📜 ⬆️ ⬇️

Asynchronous execution of PHP script on subprocesses



Good afternoon, dear habrovchane.

Today I would like to talk about such non-trivial things as asynchronous (parallel) calculations in the PHP language.
PHP itself is a scripting language that never claimed to be multi-threaded. But the farther into the forest, the more serious tasks facing the developers, and the more they have to “pervert” with a puff, because many companies simply fear and do not want to migrate to a more appropriate programming language for these tasks. Therefore, we have to work with what they give.
Details under the cut ...

')
Some time ago, I had a rather non-trivial task.
In short, the project implemented about 20 very heavy modules for calculating the cost of goods.
All this hung on several relational tables, each of the modules contained its own calculation rules and so on. But it was necessary to issue all this to the client as a single package. And this should have been done quickly. Very fast. Caching saved, but in very limited amounts, completely insufficient to meet the technical requirements.

The algorithm was quite simple: the necessary arguments were given to the input, then all the modules were instantiated into the array, and the whole thing was calculated in the loop. The answer was going to a single object and spat out on the client for post-processing.

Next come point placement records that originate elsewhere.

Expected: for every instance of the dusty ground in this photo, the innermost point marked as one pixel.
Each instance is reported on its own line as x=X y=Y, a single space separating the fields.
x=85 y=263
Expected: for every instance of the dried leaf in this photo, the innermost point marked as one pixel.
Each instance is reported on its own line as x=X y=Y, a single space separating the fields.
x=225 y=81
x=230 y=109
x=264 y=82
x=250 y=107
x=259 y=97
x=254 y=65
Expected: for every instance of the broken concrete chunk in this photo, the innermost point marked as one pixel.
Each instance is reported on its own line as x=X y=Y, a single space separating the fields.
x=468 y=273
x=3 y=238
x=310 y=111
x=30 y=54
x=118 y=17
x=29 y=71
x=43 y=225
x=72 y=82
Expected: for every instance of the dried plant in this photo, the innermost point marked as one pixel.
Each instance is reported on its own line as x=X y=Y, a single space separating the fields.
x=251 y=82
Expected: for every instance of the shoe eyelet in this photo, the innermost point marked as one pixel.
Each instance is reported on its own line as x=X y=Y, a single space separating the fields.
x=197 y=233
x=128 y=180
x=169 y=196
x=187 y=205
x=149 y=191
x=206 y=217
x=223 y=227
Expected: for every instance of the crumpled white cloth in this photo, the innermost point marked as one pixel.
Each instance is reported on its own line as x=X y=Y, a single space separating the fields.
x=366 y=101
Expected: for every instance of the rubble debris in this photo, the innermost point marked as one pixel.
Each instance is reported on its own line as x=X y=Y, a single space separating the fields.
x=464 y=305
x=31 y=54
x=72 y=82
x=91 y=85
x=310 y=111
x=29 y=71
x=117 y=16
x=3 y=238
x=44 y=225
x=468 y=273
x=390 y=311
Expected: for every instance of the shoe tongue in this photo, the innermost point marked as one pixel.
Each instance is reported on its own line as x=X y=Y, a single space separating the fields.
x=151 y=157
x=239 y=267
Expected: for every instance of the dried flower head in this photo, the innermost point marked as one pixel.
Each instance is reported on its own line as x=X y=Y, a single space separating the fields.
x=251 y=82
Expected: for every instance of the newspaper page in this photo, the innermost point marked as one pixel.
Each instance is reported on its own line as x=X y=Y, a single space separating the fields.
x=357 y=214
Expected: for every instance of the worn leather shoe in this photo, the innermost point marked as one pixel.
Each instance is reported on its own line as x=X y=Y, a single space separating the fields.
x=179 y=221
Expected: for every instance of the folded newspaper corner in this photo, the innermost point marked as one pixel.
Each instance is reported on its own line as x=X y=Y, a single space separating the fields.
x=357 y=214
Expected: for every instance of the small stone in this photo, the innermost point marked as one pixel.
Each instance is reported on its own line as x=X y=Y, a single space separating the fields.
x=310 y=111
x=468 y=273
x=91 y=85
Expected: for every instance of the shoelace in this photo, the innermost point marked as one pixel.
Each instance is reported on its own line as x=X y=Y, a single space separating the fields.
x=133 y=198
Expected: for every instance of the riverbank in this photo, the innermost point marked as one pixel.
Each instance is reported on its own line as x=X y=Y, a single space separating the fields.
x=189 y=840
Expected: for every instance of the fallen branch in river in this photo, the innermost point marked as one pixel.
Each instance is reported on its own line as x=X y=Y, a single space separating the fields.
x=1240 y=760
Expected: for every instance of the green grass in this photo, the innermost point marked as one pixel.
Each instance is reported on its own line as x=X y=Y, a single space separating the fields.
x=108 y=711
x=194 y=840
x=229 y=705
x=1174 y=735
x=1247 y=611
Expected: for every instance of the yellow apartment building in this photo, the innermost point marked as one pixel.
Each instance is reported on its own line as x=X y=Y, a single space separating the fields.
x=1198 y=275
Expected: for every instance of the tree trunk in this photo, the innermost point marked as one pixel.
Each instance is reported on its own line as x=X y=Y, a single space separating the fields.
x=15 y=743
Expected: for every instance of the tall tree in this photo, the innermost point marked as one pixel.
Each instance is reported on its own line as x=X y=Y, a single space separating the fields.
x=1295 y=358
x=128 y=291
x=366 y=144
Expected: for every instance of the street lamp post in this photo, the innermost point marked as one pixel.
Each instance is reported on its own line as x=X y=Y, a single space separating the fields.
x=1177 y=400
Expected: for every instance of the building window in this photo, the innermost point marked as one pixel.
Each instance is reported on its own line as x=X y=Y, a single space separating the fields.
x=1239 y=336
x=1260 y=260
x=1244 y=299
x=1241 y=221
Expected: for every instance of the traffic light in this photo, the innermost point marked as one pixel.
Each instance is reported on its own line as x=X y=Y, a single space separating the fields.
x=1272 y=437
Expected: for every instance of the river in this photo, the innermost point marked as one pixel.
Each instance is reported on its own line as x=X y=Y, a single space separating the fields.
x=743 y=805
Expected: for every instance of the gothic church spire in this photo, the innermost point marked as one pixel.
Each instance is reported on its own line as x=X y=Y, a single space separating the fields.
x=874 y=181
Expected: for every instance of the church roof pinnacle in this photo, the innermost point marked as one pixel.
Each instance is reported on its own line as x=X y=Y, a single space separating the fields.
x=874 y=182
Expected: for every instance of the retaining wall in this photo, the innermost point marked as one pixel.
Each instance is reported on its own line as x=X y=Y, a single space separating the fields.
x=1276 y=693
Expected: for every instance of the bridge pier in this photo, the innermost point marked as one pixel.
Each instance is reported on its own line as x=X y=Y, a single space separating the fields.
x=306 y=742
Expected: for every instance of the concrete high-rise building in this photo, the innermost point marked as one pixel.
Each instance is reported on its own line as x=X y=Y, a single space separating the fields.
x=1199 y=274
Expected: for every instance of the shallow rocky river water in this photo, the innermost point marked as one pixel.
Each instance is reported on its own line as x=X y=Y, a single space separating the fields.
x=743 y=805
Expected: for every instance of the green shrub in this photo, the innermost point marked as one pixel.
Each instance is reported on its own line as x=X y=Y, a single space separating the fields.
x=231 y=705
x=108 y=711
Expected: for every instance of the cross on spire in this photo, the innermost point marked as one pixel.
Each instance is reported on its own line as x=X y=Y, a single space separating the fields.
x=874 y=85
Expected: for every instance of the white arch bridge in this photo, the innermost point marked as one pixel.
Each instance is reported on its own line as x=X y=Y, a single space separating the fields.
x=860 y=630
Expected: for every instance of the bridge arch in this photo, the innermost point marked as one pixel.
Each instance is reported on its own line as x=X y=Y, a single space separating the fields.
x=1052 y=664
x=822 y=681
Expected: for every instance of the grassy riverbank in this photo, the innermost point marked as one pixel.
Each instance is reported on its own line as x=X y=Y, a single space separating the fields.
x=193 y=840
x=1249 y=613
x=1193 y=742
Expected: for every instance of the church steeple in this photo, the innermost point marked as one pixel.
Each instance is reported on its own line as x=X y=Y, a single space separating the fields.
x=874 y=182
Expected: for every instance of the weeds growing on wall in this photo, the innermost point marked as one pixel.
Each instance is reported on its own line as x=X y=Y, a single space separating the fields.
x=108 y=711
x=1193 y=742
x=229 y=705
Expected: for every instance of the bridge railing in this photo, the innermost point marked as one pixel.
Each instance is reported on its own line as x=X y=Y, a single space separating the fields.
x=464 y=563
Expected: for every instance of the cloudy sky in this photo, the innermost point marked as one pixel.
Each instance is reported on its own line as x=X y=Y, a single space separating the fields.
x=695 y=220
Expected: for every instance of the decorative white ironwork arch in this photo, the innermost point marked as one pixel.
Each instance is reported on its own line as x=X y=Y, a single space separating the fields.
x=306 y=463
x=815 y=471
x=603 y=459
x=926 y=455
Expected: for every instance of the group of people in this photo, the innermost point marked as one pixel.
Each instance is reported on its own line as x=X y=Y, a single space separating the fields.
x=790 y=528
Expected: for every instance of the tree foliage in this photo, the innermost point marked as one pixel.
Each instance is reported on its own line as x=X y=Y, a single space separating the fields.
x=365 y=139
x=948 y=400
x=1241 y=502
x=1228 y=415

So, at a certain moment, we and the team reached a dead end, and realized that each new module adds not even a linear amount of processing time, but with some increasing progression.

As you already guessed, it was suggested to parallelize the process in any way. But with PHP, it's not easy, because he can't do this out of the box.

Different solutions were tested:


Unfortunately, in the end nothing came of it. It was decided to minimize the project.

But for me the question remained open, because the decision should be. And even then we thought about some kind of “subprocesses” that the main script generates (analogous to the exec () function).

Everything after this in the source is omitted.